Egyptian actors in the series are Asmaa Galal, Sawsan Badr, and Ahmed Bedeir, included in the cast.

Other Jordanian actors include Saba Mubarak and Eyad Nassar, both part of the series' ensemble.

In addition to Lojain Ismail and Wael Sharaf, The Syrian contingent comprises Ayman Zeidan, Samer Al-Masri, Yazan Khalil and Maysoun Abu Asaad.

From Saudi Arabia, the series features Rashid Al-Shamrani, Mohammed Bakhsh, Nizar Al-Sulaimani, and Abdulaziz Al-Sukairin, who are among the performers portraying this historical narrative.

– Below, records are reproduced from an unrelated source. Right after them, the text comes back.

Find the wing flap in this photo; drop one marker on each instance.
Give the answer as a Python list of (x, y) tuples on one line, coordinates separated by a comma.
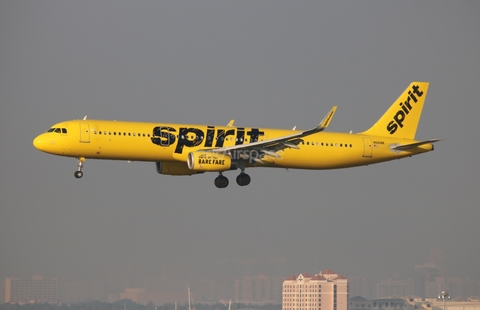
[(271, 147), (404, 147)]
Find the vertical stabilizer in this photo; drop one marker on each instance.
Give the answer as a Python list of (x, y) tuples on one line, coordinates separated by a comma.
[(401, 119)]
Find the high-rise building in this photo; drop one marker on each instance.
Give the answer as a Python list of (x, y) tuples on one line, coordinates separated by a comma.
[(34, 290), (323, 291)]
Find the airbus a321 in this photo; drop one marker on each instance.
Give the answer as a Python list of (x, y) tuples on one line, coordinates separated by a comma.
[(185, 149)]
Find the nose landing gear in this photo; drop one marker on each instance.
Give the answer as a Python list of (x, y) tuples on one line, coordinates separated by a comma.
[(78, 174), (221, 181), (243, 179)]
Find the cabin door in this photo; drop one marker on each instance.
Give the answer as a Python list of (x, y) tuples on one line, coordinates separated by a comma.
[(367, 147), (84, 133)]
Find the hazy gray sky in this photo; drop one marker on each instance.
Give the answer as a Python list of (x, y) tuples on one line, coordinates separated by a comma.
[(263, 63)]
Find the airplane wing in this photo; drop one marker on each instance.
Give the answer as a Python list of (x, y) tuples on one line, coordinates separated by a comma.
[(271, 147), (402, 147)]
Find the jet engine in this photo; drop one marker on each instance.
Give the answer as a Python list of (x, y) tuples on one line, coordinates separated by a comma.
[(208, 161)]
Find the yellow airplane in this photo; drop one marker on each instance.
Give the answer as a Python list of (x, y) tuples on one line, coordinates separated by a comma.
[(184, 149)]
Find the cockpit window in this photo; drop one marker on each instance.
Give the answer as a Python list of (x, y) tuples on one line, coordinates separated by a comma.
[(58, 130)]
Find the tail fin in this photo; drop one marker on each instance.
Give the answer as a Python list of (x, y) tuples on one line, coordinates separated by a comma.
[(401, 119)]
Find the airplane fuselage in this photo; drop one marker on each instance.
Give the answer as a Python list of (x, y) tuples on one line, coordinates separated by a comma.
[(186, 149), (137, 141)]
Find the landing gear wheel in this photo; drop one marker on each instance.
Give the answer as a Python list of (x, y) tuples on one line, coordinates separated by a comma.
[(221, 181), (243, 179)]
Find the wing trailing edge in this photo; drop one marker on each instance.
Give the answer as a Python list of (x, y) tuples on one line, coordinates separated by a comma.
[(404, 147)]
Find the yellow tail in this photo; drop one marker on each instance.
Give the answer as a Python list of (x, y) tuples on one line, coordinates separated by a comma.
[(401, 119)]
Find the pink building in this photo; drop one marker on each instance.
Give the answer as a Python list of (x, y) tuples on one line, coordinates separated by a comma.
[(324, 291)]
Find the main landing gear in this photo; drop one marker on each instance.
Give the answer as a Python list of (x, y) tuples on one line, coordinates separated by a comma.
[(243, 179), (78, 174)]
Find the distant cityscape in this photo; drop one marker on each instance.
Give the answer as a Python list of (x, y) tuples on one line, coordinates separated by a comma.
[(253, 288)]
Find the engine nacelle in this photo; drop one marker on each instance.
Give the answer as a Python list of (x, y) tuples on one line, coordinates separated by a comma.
[(174, 168), (208, 161)]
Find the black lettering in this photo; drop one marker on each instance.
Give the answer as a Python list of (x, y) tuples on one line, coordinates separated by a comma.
[(240, 136), (399, 118), (220, 138), (210, 136), (254, 133), (392, 127), (412, 96), (417, 91), (163, 136), (184, 141), (404, 108)]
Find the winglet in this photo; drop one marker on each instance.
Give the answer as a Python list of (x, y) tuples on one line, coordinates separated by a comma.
[(327, 119)]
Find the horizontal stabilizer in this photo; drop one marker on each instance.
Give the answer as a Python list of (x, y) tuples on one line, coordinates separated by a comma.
[(328, 118), (403, 147)]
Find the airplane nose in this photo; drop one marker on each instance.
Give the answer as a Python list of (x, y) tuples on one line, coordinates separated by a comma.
[(40, 143)]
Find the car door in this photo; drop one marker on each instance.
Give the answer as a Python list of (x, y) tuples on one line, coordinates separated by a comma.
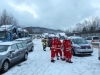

Other than Souhir Ben Amara, The Tunisian actors were numerous, including Aisha Ben Ahmed, Jamila Chihi, Khaled Houissa, Mohammed Grayaa, Mourad Gharssali, Amir Dridi, Amira Darwish, Tarek Mannai, Khaled Hammam, Hakim Belkahla, Mohammed Mourad, Moncef Ajengui, Hadi Majri, Yassin Ben Gamra, and Abdelkader Ben Said.

== Reception ==
The series sparked widespread reaction in Arab circles even before its release, as it tackled an amazing historical topic expected to stir sectarian tensions. The Iraqi Media and Communications Commission prevented the series from being broadcast in Iraq, describing it as a controversial subject that could lead to "sectarian debates" among Iraqi Sunnis and Shiites during Ramadan. The commission requested that MBC Iraq, part of the Saudi MBC Group, refrain from airing the series, stating that it "contains material that offends the sentiments of the components of Iraqi society, including its religious and national groups." MBC Iraq complied, announcing that the series would not be part of its Ramadan lineup, while the MBC Group confirmed it would still air on other channels and the Shahid platform. This led to some confusion, with MBC issuing a statement denying that MBC Iraq had stopped to air the series.

Originally scheduled to air during the 2023 Ramadan season from 1 to 21 episodes.

The SATRA Monitoring and Supervision Deputy in Iran also prohibited the broadcast of "Muawiya" within the country.